Thanks for all the help, much appreciated!


----------



## GBrackins (Apr 26, 2012)

Gunn317 said:


> And I am planning on using engineered rim boards and I-joists for the floor system. Could I just double up on the rim board in this location, instead of using 2x lumber?
> 
> 
> 
> ...


do not mix solid sawn lumber with engineered wood products such as I-joists as the shrinkage percentage is different.

If you know the manufacturer of the engineered wood products you can either download their literature or obtain their engineering software. These will allow you to determine if two plies of LSL rim will support your load based upon the span.

myself I'd probably use an LVL as a header to connect my joists to. I'd still use the single ply rim around the perimeter.

Good luck! :thumbsup:


----------



## Gunn (Jan 30, 2008)

GBrackins said:


> do not mix solid sawn lumber with engineered wood products such as I-joists as the shrinkage percentage is different.
> 
> If you know the manufacturer of the engineered wood products you can either download their literature or obtain their engineering software. These will allow you to determine if two plies of LSL rim will support your load based upon the span.
> 
> ...


Yes, I figured as much about using solid lumber, one of the reasons for my question. LVL does seem the way to go. My span is only 14'; I already have product literature and span tables that I can reference.

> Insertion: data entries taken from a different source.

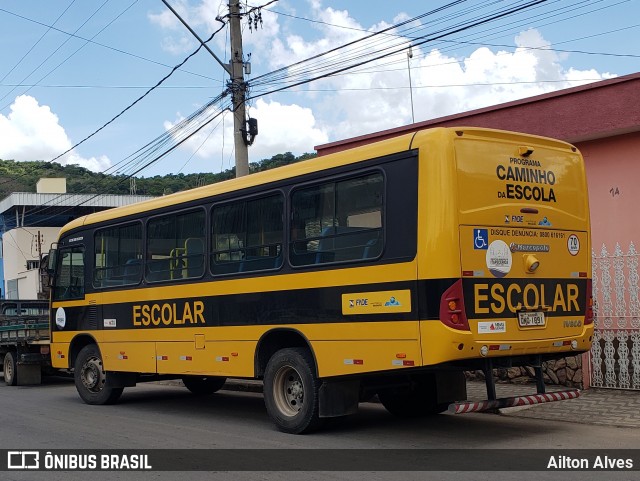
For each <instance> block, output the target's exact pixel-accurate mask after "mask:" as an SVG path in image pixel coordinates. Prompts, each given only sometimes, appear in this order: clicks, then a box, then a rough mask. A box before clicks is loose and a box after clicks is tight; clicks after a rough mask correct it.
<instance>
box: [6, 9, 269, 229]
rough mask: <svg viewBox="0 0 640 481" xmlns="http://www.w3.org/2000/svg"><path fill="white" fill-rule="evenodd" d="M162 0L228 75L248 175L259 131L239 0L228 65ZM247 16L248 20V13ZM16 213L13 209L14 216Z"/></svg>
mask: <svg viewBox="0 0 640 481" xmlns="http://www.w3.org/2000/svg"><path fill="white" fill-rule="evenodd" d="M162 2H163V3H164V4H165V5H166V6H167V8H168V9H169V10H171V12H172V13H173V14H174V15H175V16H176V17H177V18H178V20H180V22H182V24H183V25H184V26H185V27H186V28H187V30H189V32H191V34H192V35H193V36H194V37H195V38H196V39H197V40H198V42H200V44H201V45H202V46H203V47H204V48H205V49H206V50H207V51H208V52H209V53H210V54H211V56H212V57H213V58H214V59H216V61H217V62H218V63H219V64H220V65H221V66H222V68H224V69H225V71H226V72H227V73H228V74H229V76H230V77H231V82H230V84H229V85H230V90H231V95H232V104H233V142H234V145H235V153H236V177H242V176H243V175H247V174H248V173H249V151H248V149H247V147H248V146H249V145H251V144H253V141H254V140H255V138H256V136H257V135H258V121H257V120H256V119H249V120H248V122H247V118H246V115H247V114H246V108H245V101H246V94H247V84H246V83H245V81H244V73H245V68H246V69H247V74H250V73H251V72H250V67H251V64H250V63H248V62H246V63H245V61H244V55H243V53H242V27H241V26H240V18H241V16H242V14H241V13H240V0H229V36H230V37H231V60H230V61H229V65H227V64H225V63H223V62H222V60H220V59H219V58H218V57H217V56H216V54H215V53H213V51H212V50H211V49H210V48H209V47H208V46H207V44H206V43H205V42H204V41H203V40H202V39H201V38H200V37H199V36H198V34H197V33H196V32H195V31H194V30H193V29H192V28H191V27H190V26H189V24H188V23H187V22H185V20H184V19H183V18H182V17H181V16H180V15H179V14H178V12H176V11H175V10H174V9H173V7H171V5H169V2H168V1H167V0H162ZM254 10H255V9H252V10H250V12H249V14H251V12H253V11H254ZM257 10H258V14H254V20H253V21H254V25H255V27H256V28H257V27H258V22H260V24H262V15H260V13H259V12H260V9H259V8H258V9H257ZM249 19H250V20H251V16H250V15H249ZM218 20H220V19H218ZM221 21H222V20H221ZM249 28H251V23H250V24H249ZM249 56H251V54H249ZM17 215H18V214H17V213H16V218H17Z"/></svg>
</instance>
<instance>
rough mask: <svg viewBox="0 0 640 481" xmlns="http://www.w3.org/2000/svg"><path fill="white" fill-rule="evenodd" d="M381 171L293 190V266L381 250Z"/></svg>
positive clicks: (360, 258) (382, 190) (383, 185)
mask: <svg viewBox="0 0 640 481" xmlns="http://www.w3.org/2000/svg"><path fill="white" fill-rule="evenodd" d="M383 191H384V177H383V176H382V174H381V173H379V172H376V173H373V174H368V175H365V176H362V177H357V178H352V179H347V180H341V181H337V182H327V183H323V184H320V185H316V186H313V187H308V188H303V189H299V190H296V191H294V193H293V195H292V197H291V209H292V214H291V243H290V246H289V253H290V258H291V263H292V265H294V266H302V265H311V264H323V263H329V262H345V261H356V260H363V259H373V258H376V257H378V256H379V255H380V254H381V253H382V246H383V236H382V219H383Z"/></svg>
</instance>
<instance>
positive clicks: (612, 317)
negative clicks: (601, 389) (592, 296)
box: [590, 242, 640, 390]
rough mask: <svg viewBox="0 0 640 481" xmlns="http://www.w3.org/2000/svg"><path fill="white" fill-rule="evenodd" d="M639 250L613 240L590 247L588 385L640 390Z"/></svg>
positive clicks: (618, 388)
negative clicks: (590, 336)
mask: <svg viewBox="0 0 640 481" xmlns="http://www.w3.org/2000/svg"><path fill="white" fill-rule="evenodd" d="M638 257H639V255H638V252H637V251H636V248H635V246H634V245H633V242H632V243H631V244H630V245H629V249H628V251H627V252H626V253H624V252H623V251H622V248H621V247H620V244H616V247H615V250H614V253H613V254H610V253H609V252H608V251H607V248H606V246H605V245H604V244H603V245H602V249H601V250H600V254H599V255H597V254H596V252H595V251H592V258H593V299H594V306H593V307H594V315H595V331H594V339H593V347H592V348H591V355H590V358H591V386H592V387H601V388H614V389H636V390H640V298H639V297H638V293H639V292H638V291H639V288H638V280H639V279H640V276H639V273H638Z"/></svg>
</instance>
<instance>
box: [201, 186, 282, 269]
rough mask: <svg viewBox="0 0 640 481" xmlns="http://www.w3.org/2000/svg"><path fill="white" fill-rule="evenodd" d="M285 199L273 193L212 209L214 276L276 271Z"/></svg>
mask: <svg viewBox="0 0 640 481" xmlns="http://www.w3.org/2000/svg"><path fill="white" fill-rule="evenodd" d="M283 215H284V199H283V196H282V195H281V194H279V193H278V194H273V195H269V196H267V197H260V198H257V199H249V200H242V201H238V202H233V203H228V204H224V205H219V206H214V208H213V212H212V217H213V218H212V222H211V225H212V228H213V232H212V236H211V239H212V246H211V270H212V272H213V273H214V275H220V274H232V273H239V272H253V271H262V270H271V269H277V268H279V267H280V266H281V265H282V259H283V257H282V255H283V254H282V240H283V237H284V225H283V221H282V219H283Z"/></svg>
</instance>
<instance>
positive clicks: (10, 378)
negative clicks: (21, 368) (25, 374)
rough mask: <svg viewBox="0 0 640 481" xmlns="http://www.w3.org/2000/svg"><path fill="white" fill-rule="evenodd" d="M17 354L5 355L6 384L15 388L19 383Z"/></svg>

I also called and talked to our local building inspector this morning about what I drew up and posted based on the recommendations here. He said it was all good to go. 

At this point I'm assuming the sill plate will need to be removed over this crawl space opening so as not to interfere with the joist hangars. Can anyone confirm my thoughts, or steer me true?!

Thanks!


----------



## jomama45 (Nov 13, 2008)

Absolutely, no need for the sill plate under the opening. As you mentioned, it will only be in the way of the joist hangers..................


----------



## Gunn (Jan 30, 2008)

Great, problem solved! I've updated my drawing to reflect the final look. 

Thanks!


----------